When it comes to generating a steady monthly income from your investments, it’s like setting up a monthly subscription to financial security. Given your impressive portfolio of ₹5.45 Cr, achieving a monthly income of ₹60K, or ₹7.2 lakh per year, is quite feasible. Here’s a suggested approach:

  1. Debt Investments: Out of your ₹90 lakh debt investments, you could set aside ₹60 lakh in a laddered fixed deposit arrangement or in short to medium duration debt mutual funds. Even at a conservative 6% return, these could generate approximately ₹3.6 lakh per year, meeting half of your annual requirement.
  2. Dividend Stocks and Mutual Funds: From your ₹2.4 Cr domestic equity, allocate a portion, say ₹40 lakh, towards dividend-paying stocks or mutual funds. These typically provide a dividend yield of around 2-3%. This would yield approximately ₹1 lakh to ₹1.2 lakh per year.
  3. Equity Mutual Funds SWP: You can set up a Systematic Withdrawal Plan (SWP) from your equity mutual funds. Even if we assume a conservative annual return of 8%, an SWP of ₹1 Cr from your equity investments can easily fulfill the remaining annual income need without eroding the capital much.
  4. Foreign Equity: Considering the balance, you have ₹2.15 Cr invested in foreign equities and ₹1.9 Cr in domestic equities (after allocation for dividends and SWP). This is some geographical diversification, but we feel that Indian equity composition can improve given the strong performance and outlook of the Indian economy. The returns here can significantly contribute to the growth of your wealth.

Always remember, inflation is the silent wealth eroder. The real return is what you get after adjusting for inflation. This approach provides a balanced consideration for regular income, capital preservation, and growth.

Note: This approach doesn’t account for taxes and the potential variability in returns from equities and dividend-paying stocks. It’s always advisable to discuss these aspects with a SEBI Registered Investment Advisor (consider Jama Wealth after clicking on my profile page ).
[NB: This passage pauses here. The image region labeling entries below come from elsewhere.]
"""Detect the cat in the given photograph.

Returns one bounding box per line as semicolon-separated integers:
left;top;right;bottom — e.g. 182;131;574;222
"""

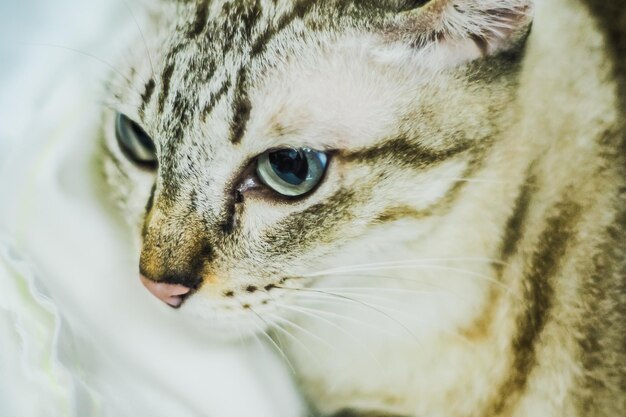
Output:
101;0;626;417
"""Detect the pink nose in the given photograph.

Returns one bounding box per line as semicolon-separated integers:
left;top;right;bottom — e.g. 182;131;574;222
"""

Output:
141;275;191;307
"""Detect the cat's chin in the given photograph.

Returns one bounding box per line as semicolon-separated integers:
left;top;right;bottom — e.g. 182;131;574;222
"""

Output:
176;303;268;343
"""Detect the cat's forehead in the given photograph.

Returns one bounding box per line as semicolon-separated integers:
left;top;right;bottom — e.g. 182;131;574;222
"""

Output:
140;1;392;159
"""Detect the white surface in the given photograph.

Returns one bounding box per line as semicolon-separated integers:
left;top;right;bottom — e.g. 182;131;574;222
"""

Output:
0;0;301;417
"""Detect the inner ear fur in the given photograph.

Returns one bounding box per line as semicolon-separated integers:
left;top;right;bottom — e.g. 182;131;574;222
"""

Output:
386;0;534;56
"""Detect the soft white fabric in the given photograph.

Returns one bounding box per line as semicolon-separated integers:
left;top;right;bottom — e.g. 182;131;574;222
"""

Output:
0;0;302;417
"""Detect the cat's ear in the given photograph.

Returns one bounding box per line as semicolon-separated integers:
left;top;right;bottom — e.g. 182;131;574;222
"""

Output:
385;0;534;65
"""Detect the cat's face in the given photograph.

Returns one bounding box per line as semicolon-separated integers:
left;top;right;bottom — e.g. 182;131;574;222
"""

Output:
103;0;529;334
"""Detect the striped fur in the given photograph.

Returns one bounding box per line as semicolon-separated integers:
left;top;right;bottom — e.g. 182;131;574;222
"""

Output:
102;0;626;417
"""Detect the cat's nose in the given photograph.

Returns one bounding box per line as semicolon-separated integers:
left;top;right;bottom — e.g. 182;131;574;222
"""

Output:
141;275;191;308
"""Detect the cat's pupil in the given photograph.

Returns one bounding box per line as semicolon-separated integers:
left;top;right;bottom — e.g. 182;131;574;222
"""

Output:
269;149;309;185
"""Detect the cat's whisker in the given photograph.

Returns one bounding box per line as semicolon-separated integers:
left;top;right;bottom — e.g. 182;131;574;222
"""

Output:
303;264;521;299
280;304;384;371
279;295;404;334
303;257;510;277
268;313;322;362
24;42;145;87
278;286;418;341
249;307;296;375
281;294;477;350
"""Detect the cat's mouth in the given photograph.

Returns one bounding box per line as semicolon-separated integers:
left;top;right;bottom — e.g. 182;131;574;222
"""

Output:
141;275;195;309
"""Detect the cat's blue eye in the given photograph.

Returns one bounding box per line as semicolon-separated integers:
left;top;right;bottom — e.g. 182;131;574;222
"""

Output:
115;113;157;168
256;148;328;197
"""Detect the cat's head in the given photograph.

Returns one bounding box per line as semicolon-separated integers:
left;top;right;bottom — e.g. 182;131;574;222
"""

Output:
103;0;531;334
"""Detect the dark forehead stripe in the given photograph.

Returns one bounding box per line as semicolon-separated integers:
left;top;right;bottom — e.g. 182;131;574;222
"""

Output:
481;200;582;416
341;136;471;168
200;79;231;121
139;78;156;115
225;0;314;144
187;0;211;39
230;68;252;144
250;0;315;58
159;59;176;113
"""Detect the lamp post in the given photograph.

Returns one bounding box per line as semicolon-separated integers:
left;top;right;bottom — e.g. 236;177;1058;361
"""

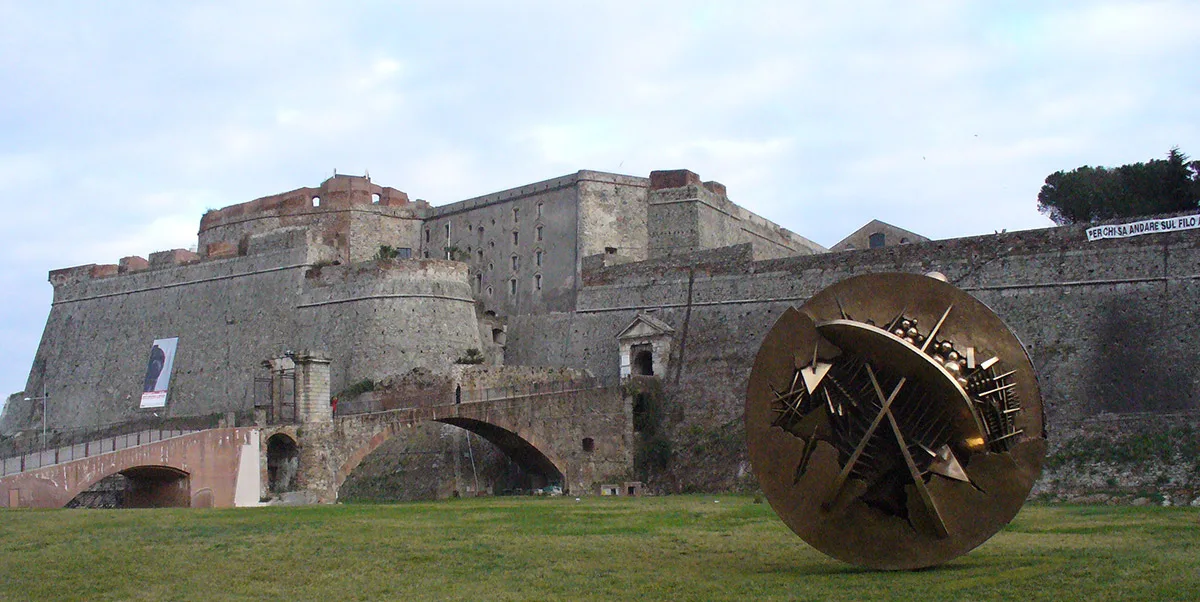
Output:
25;379;49;451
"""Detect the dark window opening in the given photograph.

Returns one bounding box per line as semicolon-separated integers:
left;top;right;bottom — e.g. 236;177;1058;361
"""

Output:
634;393;661;437
629;343;654;377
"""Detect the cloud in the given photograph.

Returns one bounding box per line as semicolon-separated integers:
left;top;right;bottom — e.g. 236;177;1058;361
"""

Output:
0;0;1200;400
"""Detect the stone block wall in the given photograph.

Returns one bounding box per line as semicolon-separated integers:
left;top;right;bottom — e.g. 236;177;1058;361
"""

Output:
506;215;1200;494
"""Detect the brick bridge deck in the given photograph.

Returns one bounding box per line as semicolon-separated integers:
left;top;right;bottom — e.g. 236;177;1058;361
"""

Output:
0;386;634;507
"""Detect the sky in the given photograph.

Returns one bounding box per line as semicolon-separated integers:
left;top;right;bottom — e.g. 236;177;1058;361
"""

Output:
0;0;1200;398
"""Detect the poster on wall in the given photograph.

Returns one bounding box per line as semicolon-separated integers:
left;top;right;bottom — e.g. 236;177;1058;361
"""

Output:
140;337;179;408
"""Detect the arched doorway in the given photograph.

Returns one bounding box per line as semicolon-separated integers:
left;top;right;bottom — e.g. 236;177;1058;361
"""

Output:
266;433;300;494
630;344;654;377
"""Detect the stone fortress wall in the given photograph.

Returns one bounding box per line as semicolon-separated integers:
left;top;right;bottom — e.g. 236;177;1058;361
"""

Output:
0;170;1200;501
0;220;481;432
506;214;1200;501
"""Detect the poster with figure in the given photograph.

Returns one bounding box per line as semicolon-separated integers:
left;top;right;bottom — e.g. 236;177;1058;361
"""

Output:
140;337;179;408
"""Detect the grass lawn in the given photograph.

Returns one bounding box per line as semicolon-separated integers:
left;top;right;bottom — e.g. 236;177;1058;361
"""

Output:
0;495;1200;602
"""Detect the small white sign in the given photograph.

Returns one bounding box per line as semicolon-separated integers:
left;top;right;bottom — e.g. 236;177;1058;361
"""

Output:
1087;215;1200;241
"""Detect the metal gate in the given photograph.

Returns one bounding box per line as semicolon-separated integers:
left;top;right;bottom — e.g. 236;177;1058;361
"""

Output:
254;369;296;425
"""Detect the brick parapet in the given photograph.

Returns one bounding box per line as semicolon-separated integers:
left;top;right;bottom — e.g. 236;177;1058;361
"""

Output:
200;175;428;233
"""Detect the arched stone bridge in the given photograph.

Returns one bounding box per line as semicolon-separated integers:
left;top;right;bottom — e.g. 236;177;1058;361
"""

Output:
0;387;634;507
263;386;634;502
0;427;260;507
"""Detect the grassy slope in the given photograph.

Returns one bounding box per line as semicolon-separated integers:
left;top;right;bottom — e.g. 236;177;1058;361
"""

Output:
0;495;1200;601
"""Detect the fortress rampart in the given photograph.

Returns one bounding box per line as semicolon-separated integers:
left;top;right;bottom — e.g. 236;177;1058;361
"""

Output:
506;215;1200;455
198;175;430;263
0;220;480;432
0;170;1200;501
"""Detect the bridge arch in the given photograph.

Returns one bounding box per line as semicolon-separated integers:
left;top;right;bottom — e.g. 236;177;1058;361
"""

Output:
64;464;190;508
266;433;300;494
332;416;566;496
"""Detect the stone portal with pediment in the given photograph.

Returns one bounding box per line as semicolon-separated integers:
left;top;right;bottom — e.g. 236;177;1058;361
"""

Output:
617;313;674;378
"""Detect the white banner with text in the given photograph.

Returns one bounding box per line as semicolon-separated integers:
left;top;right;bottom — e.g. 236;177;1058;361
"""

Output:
1087;215;1200;241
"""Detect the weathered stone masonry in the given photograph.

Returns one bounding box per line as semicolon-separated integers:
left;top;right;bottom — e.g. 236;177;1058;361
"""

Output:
0;170;1200;501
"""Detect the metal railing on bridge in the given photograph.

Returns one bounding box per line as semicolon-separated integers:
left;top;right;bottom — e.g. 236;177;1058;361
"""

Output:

Also, given the current market valuation (as of mid-2023 run up), be prepared for potential short-term downswings in your equity portfolio. You seem to be a savvy investor, but it’s always good to remind ourselves of market dynamics!

At last, pat yourself on the back for reaching this strong financial position. Now it’s about smartly managing what you’ve accumulated to serve you for the rest of your life. Happy investing!